Tras meses de confinamiento, este fin de semana decidimos escaparnos a la playa. Las razones eran dos: el clima era inmejorable y se trataba de domingo aún lejano del periodo vacacional de Semana Santa, así que la apuesta era por un espacio poco concurrido, visitado acaso por unas cuantas familias. Pero no, ¡Chachalacas estaba a reventar!
El sol ya calaba fuerte a las diez de la mañana y los escasos kilómetros de playa que llevan del poblado a las dunas estaba lleno de personas, de todas las edades y de muchos lugares de origen. Las palapas estaban listas para abastecer a cientos, tal vez miles de personas, que tal vez apostaron a lo mismo, que no habría tanta gente.
En los balnearios, sobre todos los que tienen lugares reservados para acampar, no cabía un auto más. Sobre la pequeña serpiente de arena, decenas de autobuses hacían maniobras para estacionarse ahí por horas, mientras los visitantes descendían por racimos y avanzaban a tropel hacia el mar.

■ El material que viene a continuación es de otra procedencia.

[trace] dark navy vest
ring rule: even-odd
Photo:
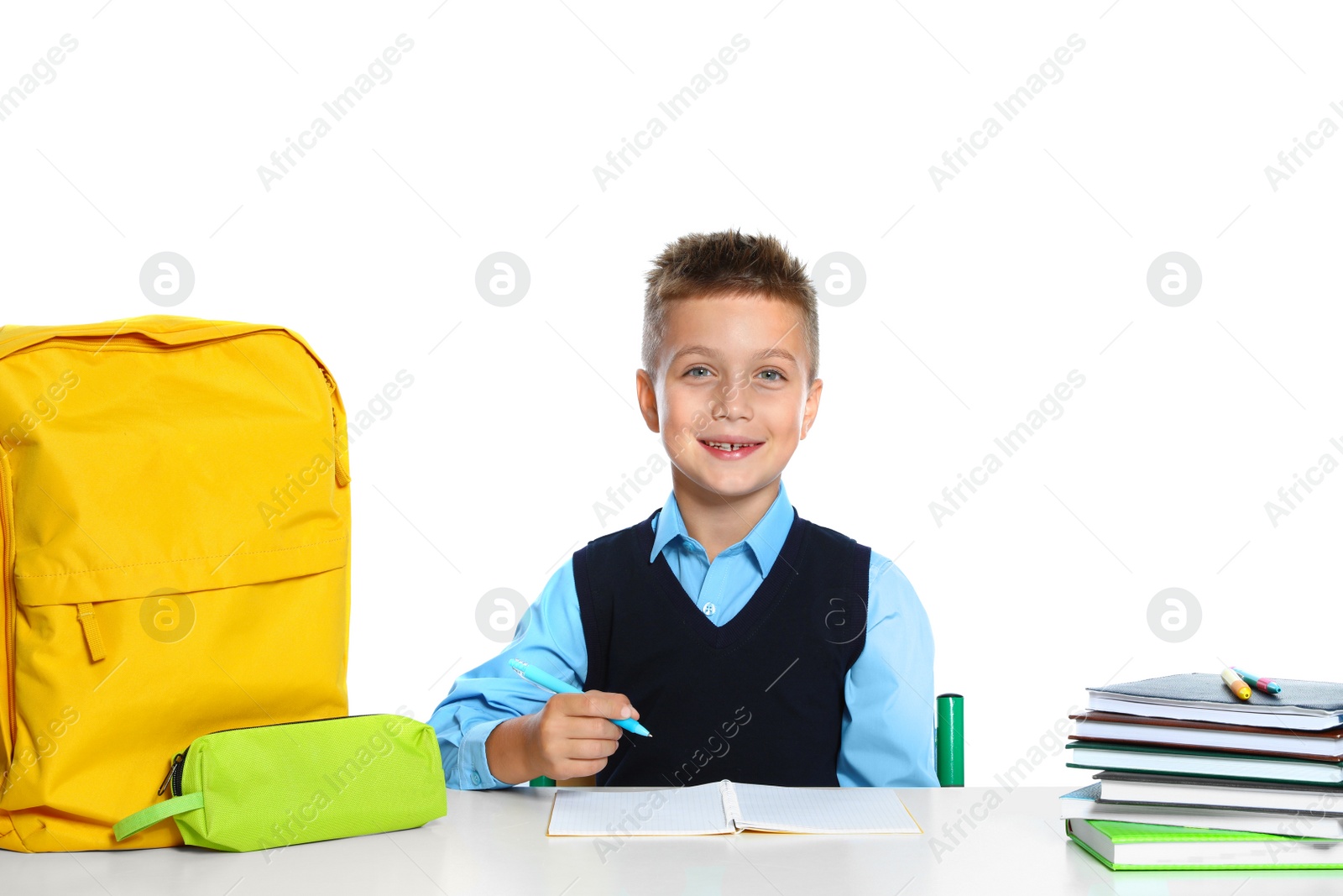
[[[623,733],[596,783],[838,787],[872,549],[794,510],[770,574],[716,626],[661,552],[649,563],[655,516],[573,555],[584,688],[626,695],[654,735]]]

Como muchos, llegamos con nuestras propias provisiones, a fin de evitar el contacto con otras personas. Escogimos un lugar y mantuvimos sana de distancia de otras tantas familias. Chachalacas parecía un refugio en medio de la psicosis, en los que no había el menor indicio de la pandemia: ninguna mascarilla y acaso los prestadores de servicios y vendedores ambulantes eran los únicos que usaban cubrebocas.
Y entonces, la playa de Chachalacas, como muchas otras, se convirtió en un universo de contradicciones. Mientras cientos de personas vagaban despreocupadas por la orilla del mar, muchas más se encontraban confinadas en sus casas esperando que pase la segunda ola de contagios.
¿Por qué tenemos una visión tan distinta del virus? ¿Por qué a unos nos expulsa y a otros nos encierra? ¿Cuál es la razón por la que unos temen más que otros? ¿Qué nos mueve a desafiar el destino y a la enfermedad: el hastío del claustro, la necesidad de la diversión, la indiferencia ante la tragedia de otros? Tal vez todas.
Ahí, frente a esa sociedad harta de la pandemia, con una conducta irresponsable para muchos –los focos de contagio son precisamente estos conglomerados en busca de esparcimiento-, está la otra realidad, la de cientos de familia que han recuperado su actividad económica y la forma de sobrevivir, aún con la amenaza a cuestas.
Por horas se podía observar el caminar incesante de decenas de niños, jóvenes y adultos con una cantidad de productos inimaginable. Tras de ellos, familias completas con sus hijos y mascotas. Y como ellos, veo a mis hijas libres por primera vez en meses; las veo felices en su ignorancia de no saber lo que pasa en el resto del mundo, de lo que pasará en el nuestro. Para ellas la vida se reduce a ese momento tan efímero como perdurable.
Y me invade la avasallante contradicción. ¿Es mejor quedarse en casa, llevando el cuidado al exceso a la espera de que el virus no nos alcance o correr el riesgo de arrebatarle al destino un trozo de alegría? ¿Qué hacemos con ese sentimiento de ver a la gente trabajando para subsistir? Para ellos no hay opción: si no trabajan no sobrevivirán porque los medios no están a su alcance. Hay que ganarlos cada día. Es evidente que al menos este domingo, muchos decidieron por lo segundo.
Entrada la tarde, con el sol encendido y feneciente, con el mar en calma, terminaba la fiesta como en la calle de Serrat. Vendrán los días de vacaciones. Las playas lucirán como si el virus respetara esa frontera invisible y cálida. Y no sabremos quienes se irán de ahí con el virus en sus entrañas a alimentar la tercera ola de contagios.
La pandemia no nos ha cambiado; acaso sólo ha mostrado nuestra propia naturaleza.
Las del estribo…
- El gobernador del Estado dijo que “la ciudadanía no pueden (sic) hacer más que lo que la ley les prohíbe”, en abierta defensa a su derecho a la información… y al ridículo.
- El caso de los tres estudiantes cubanos que habrían desaparecido en Veracruz no fue sino otro acto de escapismo. Pueden desaparecer en cualquier lugar, ¡pero siempre aparecen en Estados Unidos!